The singer in question, who "gave herself three years to make it", had pushed on, too attached to her dream and sure of her talent to quit; and yet, after five years of not earning any money from her singing (what little she made was offset by expenses for her band and publicity), she admitted that sometimes she felt like "throwing in the towel."

Still, even as things seem hopeless, the dream dies hard. What will an artist do, if not his art? How can he or she give up the quest for the Holy Grail? Sometimes, struggling artists draw upon the legacy of others who suffered before them: others who were scorned, ignored, or rejected for years until, finally, their persistence paid off, and their dream came true.

Every unsung actor, poet and playwright can recount the story of a role model whose perseverance was rewarded later in life. “Look at Van Gogh,” said Simon Gaon, 54, an Upper West Side painter who spent years on welfare. “He was always proof to me that if you stick to your goal, there is a payback. Sometimes, unfortunately, it comes after you’re dead."

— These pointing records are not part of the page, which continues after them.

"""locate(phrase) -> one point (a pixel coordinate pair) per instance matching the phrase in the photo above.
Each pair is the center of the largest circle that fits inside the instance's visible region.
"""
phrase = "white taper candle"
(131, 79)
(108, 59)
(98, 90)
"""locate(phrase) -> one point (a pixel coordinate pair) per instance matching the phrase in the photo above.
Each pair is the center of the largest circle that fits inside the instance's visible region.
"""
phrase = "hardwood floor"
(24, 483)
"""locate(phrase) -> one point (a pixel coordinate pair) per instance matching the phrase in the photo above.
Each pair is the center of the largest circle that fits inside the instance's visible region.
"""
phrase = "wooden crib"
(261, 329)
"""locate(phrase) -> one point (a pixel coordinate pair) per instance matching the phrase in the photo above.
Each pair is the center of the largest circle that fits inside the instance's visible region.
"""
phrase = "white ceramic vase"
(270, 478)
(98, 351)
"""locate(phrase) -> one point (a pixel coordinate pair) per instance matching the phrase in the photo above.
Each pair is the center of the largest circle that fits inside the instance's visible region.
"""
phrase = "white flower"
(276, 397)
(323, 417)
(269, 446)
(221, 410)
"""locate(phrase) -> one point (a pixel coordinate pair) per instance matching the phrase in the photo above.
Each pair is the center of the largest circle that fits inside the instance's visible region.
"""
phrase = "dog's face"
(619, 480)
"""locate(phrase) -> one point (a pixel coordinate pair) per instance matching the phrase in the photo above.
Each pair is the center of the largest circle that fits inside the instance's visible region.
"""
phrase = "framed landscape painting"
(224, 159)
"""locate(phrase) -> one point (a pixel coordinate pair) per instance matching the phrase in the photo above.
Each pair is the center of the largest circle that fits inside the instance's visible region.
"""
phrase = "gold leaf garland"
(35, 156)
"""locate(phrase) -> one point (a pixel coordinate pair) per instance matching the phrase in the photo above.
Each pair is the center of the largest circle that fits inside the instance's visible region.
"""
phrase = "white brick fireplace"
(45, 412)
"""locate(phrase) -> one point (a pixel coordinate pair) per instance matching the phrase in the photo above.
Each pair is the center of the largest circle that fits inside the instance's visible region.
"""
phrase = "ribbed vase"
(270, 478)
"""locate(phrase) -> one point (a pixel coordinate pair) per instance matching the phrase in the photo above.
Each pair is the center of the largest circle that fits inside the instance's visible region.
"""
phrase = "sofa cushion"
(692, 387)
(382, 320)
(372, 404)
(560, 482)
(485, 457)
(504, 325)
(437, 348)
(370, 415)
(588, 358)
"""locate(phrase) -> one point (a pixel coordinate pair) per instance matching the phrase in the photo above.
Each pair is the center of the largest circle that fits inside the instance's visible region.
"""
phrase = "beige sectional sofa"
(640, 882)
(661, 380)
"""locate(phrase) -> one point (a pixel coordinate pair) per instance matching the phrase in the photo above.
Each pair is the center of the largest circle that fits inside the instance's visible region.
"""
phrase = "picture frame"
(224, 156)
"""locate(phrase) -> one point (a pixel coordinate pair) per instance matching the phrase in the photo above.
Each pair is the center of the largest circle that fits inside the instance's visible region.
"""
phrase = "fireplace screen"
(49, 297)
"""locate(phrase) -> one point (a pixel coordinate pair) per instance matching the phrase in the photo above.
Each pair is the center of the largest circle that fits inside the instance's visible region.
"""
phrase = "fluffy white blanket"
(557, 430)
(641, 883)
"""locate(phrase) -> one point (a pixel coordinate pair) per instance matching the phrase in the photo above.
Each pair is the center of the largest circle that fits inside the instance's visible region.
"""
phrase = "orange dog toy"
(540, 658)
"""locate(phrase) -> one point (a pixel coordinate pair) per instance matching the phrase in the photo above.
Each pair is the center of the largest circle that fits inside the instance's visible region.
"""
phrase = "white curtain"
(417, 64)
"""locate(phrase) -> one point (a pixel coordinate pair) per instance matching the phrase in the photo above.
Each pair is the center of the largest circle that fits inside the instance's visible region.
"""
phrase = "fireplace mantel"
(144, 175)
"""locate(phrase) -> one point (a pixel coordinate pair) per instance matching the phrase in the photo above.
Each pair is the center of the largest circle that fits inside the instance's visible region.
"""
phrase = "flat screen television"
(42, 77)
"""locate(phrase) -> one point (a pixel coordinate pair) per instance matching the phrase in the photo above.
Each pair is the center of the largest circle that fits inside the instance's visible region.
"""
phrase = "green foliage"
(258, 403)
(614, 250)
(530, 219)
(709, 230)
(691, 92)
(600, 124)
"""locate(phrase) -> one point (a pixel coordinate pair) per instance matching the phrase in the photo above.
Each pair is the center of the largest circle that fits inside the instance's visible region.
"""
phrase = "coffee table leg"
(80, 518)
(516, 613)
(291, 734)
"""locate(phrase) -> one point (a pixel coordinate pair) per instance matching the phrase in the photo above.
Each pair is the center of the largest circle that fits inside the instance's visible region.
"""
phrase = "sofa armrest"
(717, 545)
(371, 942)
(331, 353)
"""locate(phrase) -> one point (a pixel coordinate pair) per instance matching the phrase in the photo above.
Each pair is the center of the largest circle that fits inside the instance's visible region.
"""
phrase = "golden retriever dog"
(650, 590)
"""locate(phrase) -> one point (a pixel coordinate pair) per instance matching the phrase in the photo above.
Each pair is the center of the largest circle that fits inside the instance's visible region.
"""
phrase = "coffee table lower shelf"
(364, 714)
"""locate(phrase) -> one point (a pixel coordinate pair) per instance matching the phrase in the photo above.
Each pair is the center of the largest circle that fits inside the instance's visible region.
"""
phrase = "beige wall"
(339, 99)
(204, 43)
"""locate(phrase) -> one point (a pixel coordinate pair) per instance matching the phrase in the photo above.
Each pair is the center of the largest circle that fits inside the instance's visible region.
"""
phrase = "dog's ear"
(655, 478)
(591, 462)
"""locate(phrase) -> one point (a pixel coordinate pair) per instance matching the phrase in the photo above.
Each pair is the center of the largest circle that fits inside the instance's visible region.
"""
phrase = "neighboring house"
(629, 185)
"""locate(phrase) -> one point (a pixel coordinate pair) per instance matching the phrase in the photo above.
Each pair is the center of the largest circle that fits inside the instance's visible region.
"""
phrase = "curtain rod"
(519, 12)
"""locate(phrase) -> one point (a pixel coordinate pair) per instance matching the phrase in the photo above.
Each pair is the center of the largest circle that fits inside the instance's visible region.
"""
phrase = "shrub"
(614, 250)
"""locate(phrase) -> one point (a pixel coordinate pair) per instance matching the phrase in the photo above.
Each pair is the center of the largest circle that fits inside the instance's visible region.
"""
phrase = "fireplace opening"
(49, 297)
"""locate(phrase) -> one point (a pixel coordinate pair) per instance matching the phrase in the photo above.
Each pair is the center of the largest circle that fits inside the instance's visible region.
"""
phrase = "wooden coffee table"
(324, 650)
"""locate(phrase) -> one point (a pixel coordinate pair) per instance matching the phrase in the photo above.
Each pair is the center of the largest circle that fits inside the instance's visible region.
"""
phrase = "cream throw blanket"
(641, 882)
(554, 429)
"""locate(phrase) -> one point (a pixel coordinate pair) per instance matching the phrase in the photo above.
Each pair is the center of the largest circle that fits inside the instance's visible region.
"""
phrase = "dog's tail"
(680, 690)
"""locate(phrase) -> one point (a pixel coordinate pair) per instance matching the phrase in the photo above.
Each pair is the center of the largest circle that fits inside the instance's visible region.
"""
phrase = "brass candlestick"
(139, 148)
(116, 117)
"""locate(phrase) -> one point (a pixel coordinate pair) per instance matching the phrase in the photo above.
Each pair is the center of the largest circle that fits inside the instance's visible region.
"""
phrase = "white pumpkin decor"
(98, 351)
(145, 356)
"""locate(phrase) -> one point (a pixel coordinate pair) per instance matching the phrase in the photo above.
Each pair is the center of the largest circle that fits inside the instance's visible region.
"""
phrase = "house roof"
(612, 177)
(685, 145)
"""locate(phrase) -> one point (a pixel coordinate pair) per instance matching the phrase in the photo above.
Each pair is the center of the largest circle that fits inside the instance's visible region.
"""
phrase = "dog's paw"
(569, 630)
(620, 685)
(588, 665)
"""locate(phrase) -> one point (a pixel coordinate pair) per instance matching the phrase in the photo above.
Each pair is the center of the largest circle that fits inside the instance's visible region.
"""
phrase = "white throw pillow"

Denial has a way of keeping people in unrewarding jobs until a crisis forces them to confront their diminishing prospects. Often, the realization hits in their late 30’s or early 40’s, when peers are solidifying careers, buying co-ops and raising families.

“In my experience, very few people achieve their dreams in this city,” said Ms. Lowell, who founded the Actors’ Work Program. “I see it every day. But giving up doesn’t come in a day. It happens slowly. Sometimes it takes years.”

One man who came to New York to make it as an actor, after a period of initial hope, became bogged down in years of stagnation and disappointment. After years of bartending, he ended up enrolling in a computer programming course at the Chubb Institute in lower Manhattan, while supporting himself by doing word processing on the night shift at various legal firms.

… With the decision [to give up acting] made, he can look at the future with optimism. “I’m excited to work in a field where there are actually jobs,” he said.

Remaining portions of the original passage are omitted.